The cost of implementation is the hurdle of the proliferation of microchannels in applications where space is not the prime consideration. A cost-effective way of implementing the microchannel by using the readily-available machining methods has been demonstrated. An annular microscale gap is formed by placing a solid cylinder concentrically into another hollow cylinder, in which both geometries are machined using commonly found Computer Numerical Control (CNC) methods. However, the effect of eccentricity of the annular gap on the thermal and hydrodynamic performance has yet to be studied. Although there are existing studies on the effect of eccentricity on annular channels, the applicability on a micro-sized channel is yet to be concluded. Therefore, this work studies numerically the effect of eccentricity on the heat transfer and hydrodynamic performance in a micro-sized channel of 300 microns in average gap size. The study is conducted from 1 to 7 L/min with a constant heat flux of 53.0 W/cm2, at an interval of 1 L/min. Eccentricity ratio of 0, 0.25, 0.50 and 0.75 are investigated with a constant radius ratio of 0.97 for a microchannel of 30 mm length.

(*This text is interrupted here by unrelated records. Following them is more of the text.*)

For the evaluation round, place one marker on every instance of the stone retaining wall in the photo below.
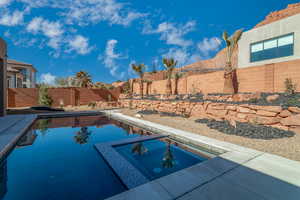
(276, 116)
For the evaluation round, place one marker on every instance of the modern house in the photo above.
(3, 81)
(20, 75)
(276, 39)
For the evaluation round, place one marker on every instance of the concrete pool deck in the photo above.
(237, 173)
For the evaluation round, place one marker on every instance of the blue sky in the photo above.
(103, 37)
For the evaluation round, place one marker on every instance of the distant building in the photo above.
(20, 75)
(3, 96)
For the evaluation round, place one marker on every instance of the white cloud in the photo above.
(182, 55)
(80, 44)
(49, 29)
(95, 11)
(172, 33)
(48, 78)
(209, 45)
(110, 58)
(13, 19)
(4, 3)
(52, 30)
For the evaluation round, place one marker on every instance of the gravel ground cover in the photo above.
(246, 129)
(288, 147)
(284, 99)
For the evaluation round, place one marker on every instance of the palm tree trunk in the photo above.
(169, 87)
(142, 88)
(131, 86)
(228, 82)
(176, 86)
(147, 89)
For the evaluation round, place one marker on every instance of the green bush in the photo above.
(44, 98)
(92, 104)
(290, 87)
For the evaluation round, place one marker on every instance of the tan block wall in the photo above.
(27, 97)
(264, 78)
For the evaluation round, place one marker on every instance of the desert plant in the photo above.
(168, 159)
(140, 70)
(230, 83)
(148, 83)
(290, 87)
(82, 136)
(84, 79)
(170, 65)
(44, 98)
(92, 104)
(177, 76)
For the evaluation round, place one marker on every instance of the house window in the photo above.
(274, 48)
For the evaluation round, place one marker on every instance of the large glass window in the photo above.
(274, 48)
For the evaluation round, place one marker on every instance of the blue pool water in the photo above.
(57, 160)
(157, 158)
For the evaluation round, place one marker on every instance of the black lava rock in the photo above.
(246, 129)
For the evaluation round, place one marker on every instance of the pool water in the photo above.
(157, 158)
(57, 160)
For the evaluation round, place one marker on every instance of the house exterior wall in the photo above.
(282, 27)
(3, 81)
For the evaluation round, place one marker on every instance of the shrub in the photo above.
(44, 98)
(290, 87)
(92, 104)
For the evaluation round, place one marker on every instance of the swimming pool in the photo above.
(159, 157)
(57, 159)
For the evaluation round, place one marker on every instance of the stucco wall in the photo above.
(285, 26)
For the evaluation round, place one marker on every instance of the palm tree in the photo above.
(84, 79)
(148, 83)
(168, 160)
(230, 72)
(82, 136)
(139, 148)
(170, 66)
(177, 76)
(140, 70)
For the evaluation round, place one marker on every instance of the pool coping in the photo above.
(233, 158)
(129, 175)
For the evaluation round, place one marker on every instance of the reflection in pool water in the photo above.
(157, 158)
(49, 163)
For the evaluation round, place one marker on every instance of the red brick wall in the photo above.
(22, 97)
(27, 97)
(265, 78)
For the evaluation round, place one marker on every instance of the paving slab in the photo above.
(149, 191)
(267, 186)
(10, 135)
(276, 166)
(220, 189)
(184, 181)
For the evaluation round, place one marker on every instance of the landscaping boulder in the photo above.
(294, 109)
(285, 113)
(272, 97)
(245, 110)
(293, 120)
(256, 119)
(266, 113)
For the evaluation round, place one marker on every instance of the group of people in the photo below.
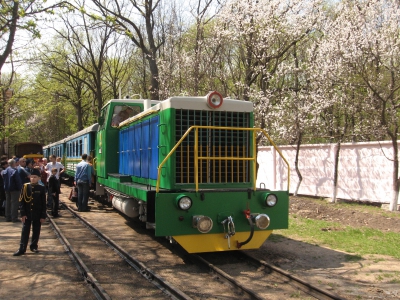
(24, 184)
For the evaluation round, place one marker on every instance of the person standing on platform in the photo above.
(83, 177)
(4, 165)
(23, 174)
(53, 164)
(12, 187)
(33, 212)
(54, 190)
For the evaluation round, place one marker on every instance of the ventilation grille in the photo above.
(213, 143)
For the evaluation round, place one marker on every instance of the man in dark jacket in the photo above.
(54, 190)
(12, 186)
(33, 212)
(23, 174)
(3, 166)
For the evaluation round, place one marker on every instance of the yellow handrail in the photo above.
(197, 158)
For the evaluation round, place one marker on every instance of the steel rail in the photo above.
(230, 279)
(299, 283)
(95, 286)
(139, 266)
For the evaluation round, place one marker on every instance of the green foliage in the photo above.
(360, 241)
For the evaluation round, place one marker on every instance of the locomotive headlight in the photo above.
(214, 99)
(202, 223)
(271, 200)
(184, 202)
(262, 220)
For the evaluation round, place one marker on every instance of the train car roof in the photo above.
(192, 103)
(23, 143)
(135, 101)
(91, 128)
(200, 103)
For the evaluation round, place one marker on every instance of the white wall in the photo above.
(365, 170)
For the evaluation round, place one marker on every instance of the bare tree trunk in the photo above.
(296, 163)
(336, 170)
(395, 194)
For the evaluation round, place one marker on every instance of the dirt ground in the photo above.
(348, 275)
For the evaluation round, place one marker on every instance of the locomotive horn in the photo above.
(214, 99)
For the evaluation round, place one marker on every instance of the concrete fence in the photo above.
(365, 170)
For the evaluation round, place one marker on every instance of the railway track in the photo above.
(164, 267)
(71, 235)
(261, 276)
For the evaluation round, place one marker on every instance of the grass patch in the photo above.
(360, 241)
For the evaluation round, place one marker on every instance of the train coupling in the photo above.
(229, 230)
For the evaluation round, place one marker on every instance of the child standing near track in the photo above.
(54, 190)
(32, 204)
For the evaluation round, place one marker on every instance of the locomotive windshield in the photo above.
(123, 112)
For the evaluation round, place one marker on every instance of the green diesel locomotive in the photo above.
(186, 167)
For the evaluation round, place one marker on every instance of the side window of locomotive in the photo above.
(123, 112)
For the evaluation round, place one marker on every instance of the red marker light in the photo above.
(214, 100)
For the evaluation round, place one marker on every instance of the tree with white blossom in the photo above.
(361, 50)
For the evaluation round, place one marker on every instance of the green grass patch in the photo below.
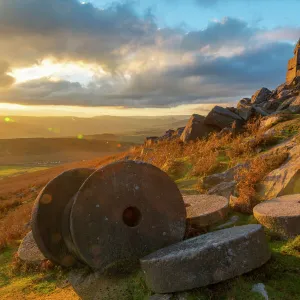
(11, 282)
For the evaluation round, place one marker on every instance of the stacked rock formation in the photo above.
(264, 102)
(294, 64)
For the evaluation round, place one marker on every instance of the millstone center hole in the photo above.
(132, 216)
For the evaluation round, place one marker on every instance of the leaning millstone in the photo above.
(48, 215)
(125, 211)
(280, 215)
(205, 210)
(161, 297)
(206, 259)
(29, 251)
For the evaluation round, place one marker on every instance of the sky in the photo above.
(147, 57)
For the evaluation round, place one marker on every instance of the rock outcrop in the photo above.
(196, 129)
(221, 117)
(206, 259)
(286, 179)
(205, 210)
(280, 215)
(294, 64)
(261, 95)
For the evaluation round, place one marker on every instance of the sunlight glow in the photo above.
(87, 112)
(54, 71)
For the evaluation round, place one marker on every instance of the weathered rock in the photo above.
(245, 112)
(225, 189)
(221, 117)
(151, 140)
(169, 134)
(285, 104)
(227, 176)
(261, 95)
(270, 121)
(294, 64)
(205, 210)
(226, 131)
(29, 251)
(48, 215)
(244, 103)
(280, 215)
(285, 180)
(179, 131)
(259, 111)
(271, 105)
(96, 286)
(294, 107)
(206, 259)
(196, 129)
(230, 222)
(124, 211)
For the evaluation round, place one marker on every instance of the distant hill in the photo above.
(12, 127)
(54, 151)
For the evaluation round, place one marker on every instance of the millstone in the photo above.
(205, 210)
(49, 212)
(206, 259)
(280, 215)
(124, 211)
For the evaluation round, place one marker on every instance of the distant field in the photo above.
(17, 155)
(9, 171)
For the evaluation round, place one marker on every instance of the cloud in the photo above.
(144, 66)
(229, 31)
(68, 30)
(5, 79)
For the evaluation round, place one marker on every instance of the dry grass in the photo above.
(247, 179)
(13, 225)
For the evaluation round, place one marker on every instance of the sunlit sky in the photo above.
(147, 57)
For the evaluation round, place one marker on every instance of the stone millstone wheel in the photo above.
(49, 212)
(207, 259)
(280, 215)
(205, 210)
(124, 211)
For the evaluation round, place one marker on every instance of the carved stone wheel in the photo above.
(124, 211)
(48, 215)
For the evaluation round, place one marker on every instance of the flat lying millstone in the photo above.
(125, 211)
(206, 259)
(49, 212)
(280, 215)
(28, 250)
(205, 210)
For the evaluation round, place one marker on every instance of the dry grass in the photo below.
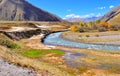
(90, 37)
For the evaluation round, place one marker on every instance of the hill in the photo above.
(21, 10)
(112, 17)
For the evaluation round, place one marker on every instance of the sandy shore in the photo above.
(108, 39)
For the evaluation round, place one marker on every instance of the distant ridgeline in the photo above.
(113, 17)
(21, 10)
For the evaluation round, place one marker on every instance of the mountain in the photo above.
(83, 19)
(112, 17)
(21, 10)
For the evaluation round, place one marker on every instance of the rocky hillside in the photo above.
(21, 10)
(113, 17)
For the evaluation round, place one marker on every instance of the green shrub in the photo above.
(87, 35)
(102, 29)
(33, 53)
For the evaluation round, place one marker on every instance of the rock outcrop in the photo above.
(112, 17)
(17, 35)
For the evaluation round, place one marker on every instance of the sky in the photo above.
(76, 8)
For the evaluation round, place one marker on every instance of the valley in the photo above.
(35, 42)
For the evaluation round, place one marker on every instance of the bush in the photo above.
(96, 35)
(102, 29)
(114, 28)
(74, 28)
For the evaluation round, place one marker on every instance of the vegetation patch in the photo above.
(40, 53)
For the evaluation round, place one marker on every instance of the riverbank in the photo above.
(91, 62)
(111, 38)
(7, 69)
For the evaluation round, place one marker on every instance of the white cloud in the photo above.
(69, 10)
(111, 6)
(101, 8)
(72, 16)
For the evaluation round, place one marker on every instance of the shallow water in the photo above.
(54, 39)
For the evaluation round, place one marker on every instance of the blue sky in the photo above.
(76, 8)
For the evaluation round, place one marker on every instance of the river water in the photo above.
(54, 39)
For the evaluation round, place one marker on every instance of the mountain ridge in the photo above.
(113, 16)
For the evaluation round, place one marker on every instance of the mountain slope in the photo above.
(112, 17)
(21, 10)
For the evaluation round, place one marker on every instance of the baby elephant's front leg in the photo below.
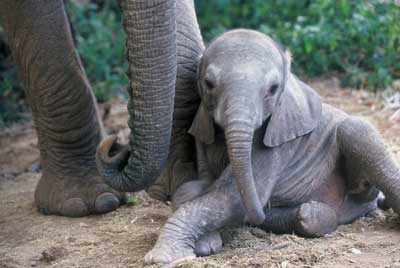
(192, 221)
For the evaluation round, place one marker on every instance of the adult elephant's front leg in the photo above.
(194, 219)
(63, 108)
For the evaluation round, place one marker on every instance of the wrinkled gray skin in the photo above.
(313, 166)
(163, 47)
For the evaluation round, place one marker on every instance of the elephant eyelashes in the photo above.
(272, 90)
(209, 84)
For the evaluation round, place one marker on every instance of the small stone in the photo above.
(53, 253)
(355, 251)
(361, 245)
(83, 225)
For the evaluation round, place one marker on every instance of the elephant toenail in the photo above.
(75, 207)
(202, 249)
(106, 202)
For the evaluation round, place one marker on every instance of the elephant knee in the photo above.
(356, 136)
(189, 191)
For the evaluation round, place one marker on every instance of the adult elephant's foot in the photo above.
(75, 196)
(315, 219)
(208, 244)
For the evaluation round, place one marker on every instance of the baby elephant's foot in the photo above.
(75, 196)
(165, 253)
(208, 244)
(315, 219)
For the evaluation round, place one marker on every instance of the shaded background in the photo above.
(356, 41)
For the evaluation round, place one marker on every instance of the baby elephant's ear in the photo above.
(298, 112)
(203, 127)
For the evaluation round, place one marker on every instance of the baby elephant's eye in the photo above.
(272, 90)
(209, 84)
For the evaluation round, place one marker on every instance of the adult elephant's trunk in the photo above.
(239, 131)
(150, 26)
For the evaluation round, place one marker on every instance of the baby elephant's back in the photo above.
(310, 160)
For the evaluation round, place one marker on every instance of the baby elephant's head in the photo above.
(242, 77)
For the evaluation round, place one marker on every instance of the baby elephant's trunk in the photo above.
(239, 130)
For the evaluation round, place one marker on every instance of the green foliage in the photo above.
(100, 41)
(359, 39)
(11, 91)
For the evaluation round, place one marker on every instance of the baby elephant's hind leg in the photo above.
(367, 161)
(313, 219)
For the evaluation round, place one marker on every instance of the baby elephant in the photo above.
(295, 164)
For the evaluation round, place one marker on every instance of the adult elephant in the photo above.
(163, 43)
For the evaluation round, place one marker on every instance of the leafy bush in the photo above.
(359, 39)
(100, 41)
(11, 92)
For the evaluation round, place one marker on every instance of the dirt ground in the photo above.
(122, 238)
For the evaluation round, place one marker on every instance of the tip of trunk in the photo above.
(111, 158)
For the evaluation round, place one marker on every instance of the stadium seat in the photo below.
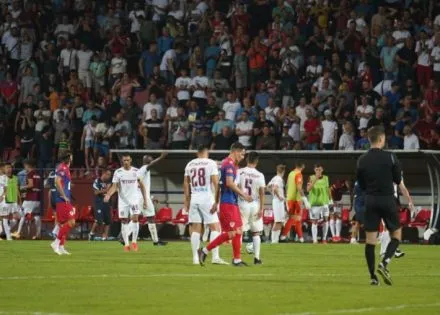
(181, 217)
(268, 217)
(164, 215)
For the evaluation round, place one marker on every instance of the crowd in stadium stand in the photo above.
(289, 75)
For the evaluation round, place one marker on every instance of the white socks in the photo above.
(153, 231)
(215, 251)
(324, 230)
(124, 233)
(338, 227)
(332, 227)
(135, 230)
(7, 229)
(37, 219)
(384, 241)
(315, 232)
(256, 239)
(195, 245)
(275, 237)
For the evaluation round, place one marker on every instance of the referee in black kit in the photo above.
(377, 172)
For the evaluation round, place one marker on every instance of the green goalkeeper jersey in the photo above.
(319, 194)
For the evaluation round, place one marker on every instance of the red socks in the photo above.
(62, 233)
(223, 237)
(236, 246)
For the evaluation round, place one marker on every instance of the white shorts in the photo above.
(201, 213)
(279, 213)
(149, 211)
(125, 211)
(320, 212)
(249, 216)
(31, 207)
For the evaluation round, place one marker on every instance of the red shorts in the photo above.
(230, 217)
(65, 212)
(294, 207)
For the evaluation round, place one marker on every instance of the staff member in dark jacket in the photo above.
(377, 171)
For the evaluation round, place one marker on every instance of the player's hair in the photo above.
(374, 134)
(281, 168)
(253, 157)
(237, 146)
(30, 162)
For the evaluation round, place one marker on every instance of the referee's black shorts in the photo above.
(379, 208)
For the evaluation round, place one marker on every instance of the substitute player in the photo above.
(64, 208)
(149, 211)
(337, 190)
(252, 181)
(200, 185)
(276, 187)
(295, 194)
(318, 188)
(229, 215)
(126, 181)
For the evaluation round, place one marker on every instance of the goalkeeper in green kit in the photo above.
(319, 197)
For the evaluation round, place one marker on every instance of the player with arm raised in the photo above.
(229, 215)
(64, 208)
(276, 187)
(295, 194)
(149, 211)
(252, 182)
(126, 181)
(201, 190)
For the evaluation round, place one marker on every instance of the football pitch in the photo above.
(99, 278)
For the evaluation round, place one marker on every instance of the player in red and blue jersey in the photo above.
(64, 209)
(229, 215)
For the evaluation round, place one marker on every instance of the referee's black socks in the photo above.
(391, 249)
(370, 257)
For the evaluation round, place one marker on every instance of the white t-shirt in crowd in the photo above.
(245, 126)
(169, 54)
(202, 82)
(329, 131)
(183, 84)
(149, 107)
(231, 109)
(199, 172)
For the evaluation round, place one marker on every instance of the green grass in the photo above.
(99, 278)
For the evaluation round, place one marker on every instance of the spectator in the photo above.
(224, 140)
(410, 141)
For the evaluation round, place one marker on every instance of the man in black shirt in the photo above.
(377, 172)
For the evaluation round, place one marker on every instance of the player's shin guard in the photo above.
(256, 239)
(216, 250)
(236, 247)
(153, 232)
(7, 229)
(195, 244)
(391, 250)
(384, 241)
(135, 231)
(315, 232)
(338, 227)
(370, 258)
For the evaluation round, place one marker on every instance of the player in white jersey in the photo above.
(126, 182)
(276, 187)
(149, 212)
(4, 209)
(385, 235)
(201, 188)
(252, 181)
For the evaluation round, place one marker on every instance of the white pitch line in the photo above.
(368, 309)
(155, 275)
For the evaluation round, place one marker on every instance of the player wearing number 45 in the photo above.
(200, 185)
(127, 182)
(252, 182)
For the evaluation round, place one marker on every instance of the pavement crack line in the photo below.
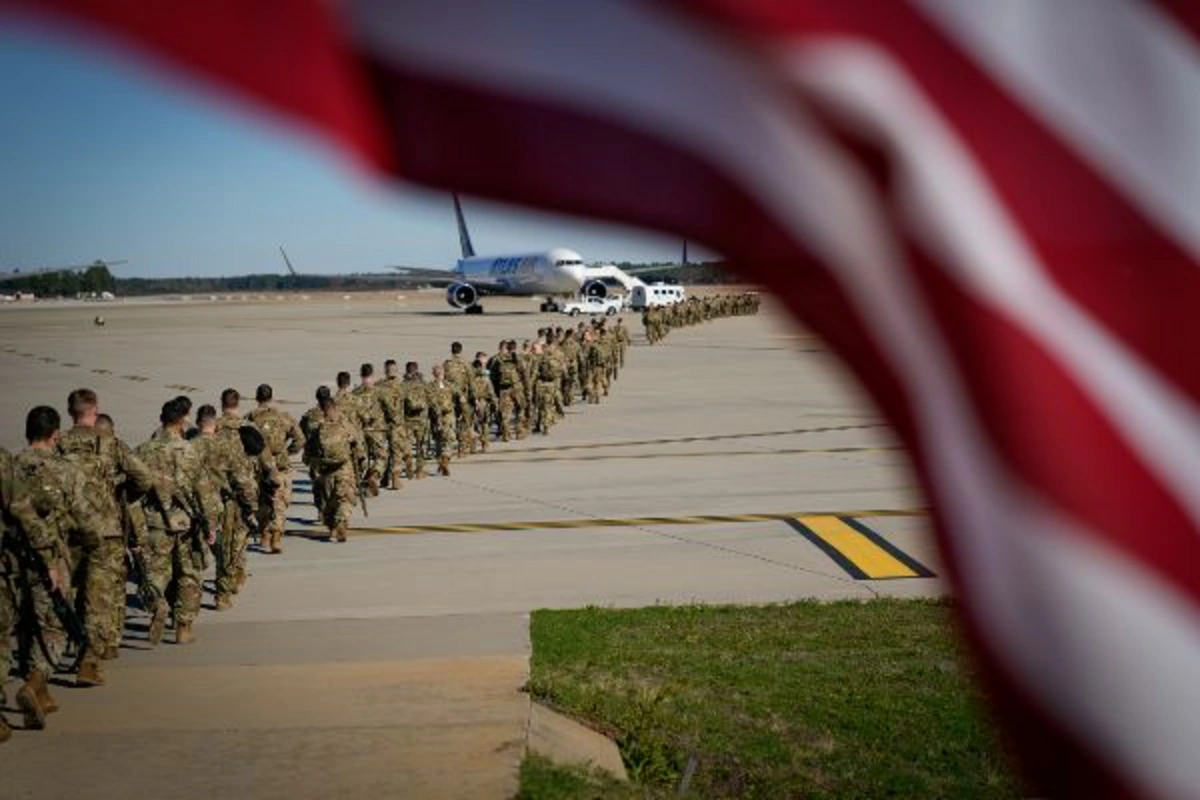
(661, 534)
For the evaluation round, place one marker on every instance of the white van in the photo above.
(655, 294)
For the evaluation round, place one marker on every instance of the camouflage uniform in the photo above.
(505, 376)
(417, 420)
(19, 512)
(309, 423)
(400, 440)
(283, 440)
(443, 421)
(334, 451)
(60, 495)
(111, 470)
(550, 370)
(459, 374)
(372, 421)
(222, 459)
(174, 555)
(234, 525)
(484, 411)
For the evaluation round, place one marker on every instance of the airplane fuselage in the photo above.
(549, 272)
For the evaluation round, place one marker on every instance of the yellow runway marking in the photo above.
(863, 553)
(858, 549)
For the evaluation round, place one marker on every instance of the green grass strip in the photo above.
(845, 699)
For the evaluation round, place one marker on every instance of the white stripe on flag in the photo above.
(1119, 79)
(960, 220)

The channels with eccentricity ratio of 0.25 and 0.50 show negligible difference in thermal performance as compared to a concentric channel. The channel with an eccentricity ration of 0.75 shows a maximum 19.0 % difference in thermal performance as compared to a concentric one at lower flow rates. The pressure drop across the microchannel increases with eccentricity ratio. However, the maximum difference is below 5 and 10 percent for eccentricity ratio of 0.25 and 0.50 respectively. Microchannel with an eccentricity ration of 0.75 has a lower pressure drop as compared to a concentric channel at lower flow rates and increases with flow rate. In overall, channels with eccentricity ratio 0.25 and 0.50 show insignificant difference as compared to the concentric channel in terms of the thermal-hydraulic performance. This study is essential as a reference for the acceptable machining tolerance for the CNC processes to avoid redundant high cost and long machining hours and yet achieving a reasonably good thermal-hydraulic performance.